Internet Blackouts: Plunging Tibet into Digital Darkness
Internet shutdowns have become a blunt instrument of control in Tibetan regions. Authorities routinely sever connections during politically sensitive anniversaries such as the March 10th Uprising of 1959, the Dalai Lama’s birthday on July 6th, and during local protests. The Derge dam demonstrations of February–March 2024 saw entire prefectures thrown into blackout, with police using digital forensics to track and arrest demonstrators.
While Beijing touts Tibet’s near-universal digital connectivity—with 98 percent of villages linked by over 60,000 mobile base stations and 5G coverage in every town—this infrastructure has become a tool of coercion. Blackouts, sometimes affecting millions, have turned these networks into kill switches, plunging communities into enforced isolation and opacity.
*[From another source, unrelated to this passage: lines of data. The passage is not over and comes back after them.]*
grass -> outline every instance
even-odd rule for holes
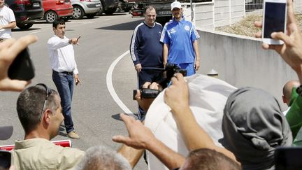
[[[301,27],[302,15],[296,14],[295,16],[298,24],[300,26],[300,27]],[[257,28],[254,26],[254,22],[255,21],[262,21],[262,15],[251,14],[246,16],[237,23],[235,23],[231,26],[217,27],[215,30],[252,37],[255,33],[261,31],[261,29]]]

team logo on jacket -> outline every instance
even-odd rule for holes
[[[186,24],[186,26],[185,26],[185,29],[186,31],[189,31],[189,25]]]
[[[176,30],[175,30],[174,29],[171,29],[171,30],[170,30],[170,33],[171,34],[173,34],[173,33],[175,33],[176,32]]]

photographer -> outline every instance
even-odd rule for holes
[[[265,50],[271,49],[277,52],[284,61],[289,64],[292,69],[297,73],[300,84],[302,83],[302,36],[300,27],[296,22],[294,15],[292,1],[287,0],[287,34],[282,32],[273,32],[271,37],[274,39],[282,40],[284,42],[282,45],[268,45],[262,44],[262,48]],[[261,22],[255,22],[254,25],[257,27],[261,27]],[[257,38],[261,37],[261,32],[255,34]],[[298,87],[297,93],[299,94],[296,100],[291,105],[291,108],[287,113],[286,118],[291,127],[294,139],[298,133],[302,133],[300,129],[302,127],[302,94],[301,90],[301,86]],[[300,89],[300,90],[299,90]],[[299,131],[300,129],[300,131]],[[301,135],[299,135],[301,136]],[[294,141],[301,141],[301,139],[294,139]]]
[[[0,43],[0,90],[22,91],[30,81],[11,80],[8,76],[9,66],[22,50],[37,41],[33,35],[22,36],[17,40],[8,39]]]

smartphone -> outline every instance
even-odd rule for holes
[[[34,77],[34,68],[27,48],[20,52],[8,69],[10,79],[29,80]]]
[[[287,0],[264,0],[262,22],[262,41],[272,45],[281,45],[281,40],[273,39],[273,32],[286,31]]]
[[[11,164],[11,154],[6,150],[0,150],[0,169],[9,169]]]
[[[302,169],[302,147],[279,148],[275,151],[276,170]]]

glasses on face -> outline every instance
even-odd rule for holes
[[[52,93],[52,90],[51,89],[48,88],[48,87],[45,84],[43,84],[43,83],[38,83],[38,84],[36,84],[36,85],[43,86],[43,87],[44,87],[44,88],[46,90],[46,97],[45,97],[45,99],[44,100],[43,106],[42,108],[42,111],[41,111],[41,113],[40,113],[40,116],[39,116],[39,120],[41,121],[42,116],[43,116],[43,113],[44,113],[44,110],[45,109],[45,107],[46,106],[46,101],[48,100],[48,97],[50,96],[50,94]]]

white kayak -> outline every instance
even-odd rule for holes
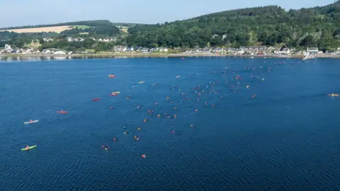
[[[35,122],[39,122],[39,120],[34,120],[34,121],[30,121],[30,122],[23,122],[24,124],[30,124],[30,123],[35,123]]]

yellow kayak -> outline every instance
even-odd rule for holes
[[[28,146],[28,147],[26,147],[26,148],[21,149],[21,151],[28,151],[28,150],[30,150],[32,149],[34,149],[35,147],[37,147],[37,146],[33,145],[33,146]]]

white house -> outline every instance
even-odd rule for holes
[[[117,52],[125,52],[126,51],[126,47],[124,46],[114,46],[113,49],[115,51]]]
[[[147,48],[142,48],[140,51],[141,51],[142,52],[149,52],[149,49],[147,49]]]
[[[7,51],[11,51],[12,47],[11,47],[11,45],[8,45],[6,44],[5,45],[5,50],[7,50]]]
[[[58,50],[55,52],[55,54],[66,54],[66,52],[62,50]]]
[[[125,50],[126,52],[132,52],[133,47],[127,47]]]
[[[151,52],[157,51],[159,49],[157,47],[153,47],[150,50]]]
[[[159,52],[168,52],[168,49],[166,47],[160,47]]]
[[[52,38],[49,38],[49,37],[44,37],[42,38],[42,40],[44,40],[44,42],[50,42],[50,41],[53,41],[53,39]]]
[[[213,52],[222,52],[222,51],[223,51],[223,48],[221,48],[221,47],[217,47],[217,48],[214,48],[212,50]]]
[[[310,54],[317,54],[319,52],[319,49],[317,47],[307,47],[306,52]]]

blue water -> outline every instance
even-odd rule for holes
[[[340,93],[339,64],[1,62],[1,190],[340,190],[340,97],[327,96]],[[115,91],[120,95],[109,96]],[[40,121],[23,125],[30,119]]]

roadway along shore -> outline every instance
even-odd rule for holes
[[[276,54],[209,54],[209,53],[176,53],[176,54],[162,54],[162,53],[128,53],[128,52],[114,52],[114,53],[96,53],[96,54],[0,54],[3,57],[266,57],[266,58],[297,58],[302,59],[303,54],[290,54],[290,55],[276,55]],[[340,58],[340,55],[318,54],[315,57],[320,58]]]

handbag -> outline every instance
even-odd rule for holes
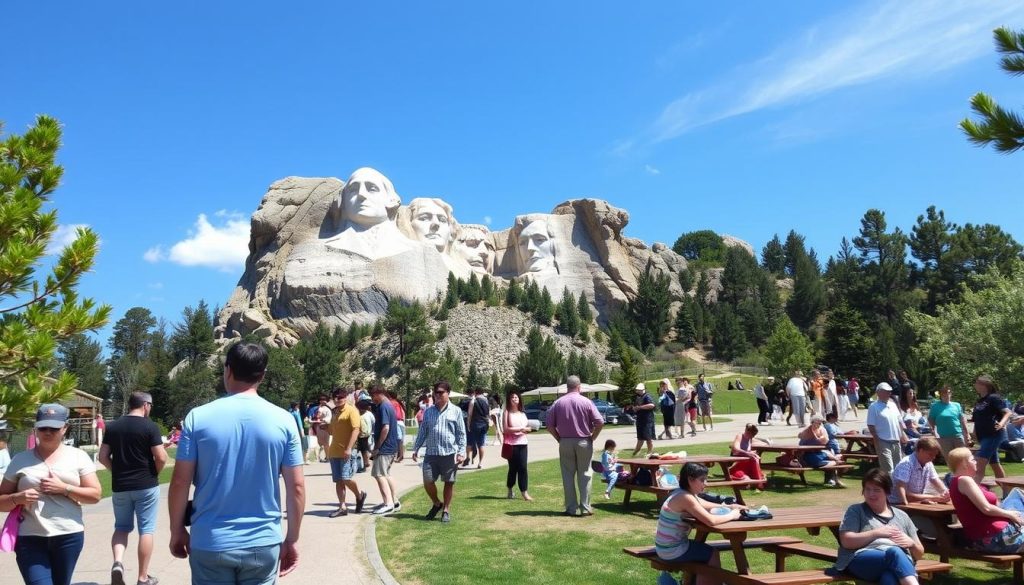
[[[14,509],[7,514],[7,519],[0,529],[0,552],[13,552],[14,543],[17,542],[17,529],[22,520],[22,506],[14,506]]]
Censorship: Erasing Tibetan Language and Culture Online
The Great Firewall of China blankets Tibet, blocking global platforms such as Google, WhatsApp, and YouTube while censoring all references to the Dalai Lama, independence, and human rights. More recently, Douyin, Kuaishou, and Bilibili imposed bans on Tibetan-language livestreams and videos. By 2023–2024, minority language content was routinely scrubbed, erasing digital expressions of culture and stripping Tibetans of livelihoods built around online platforms.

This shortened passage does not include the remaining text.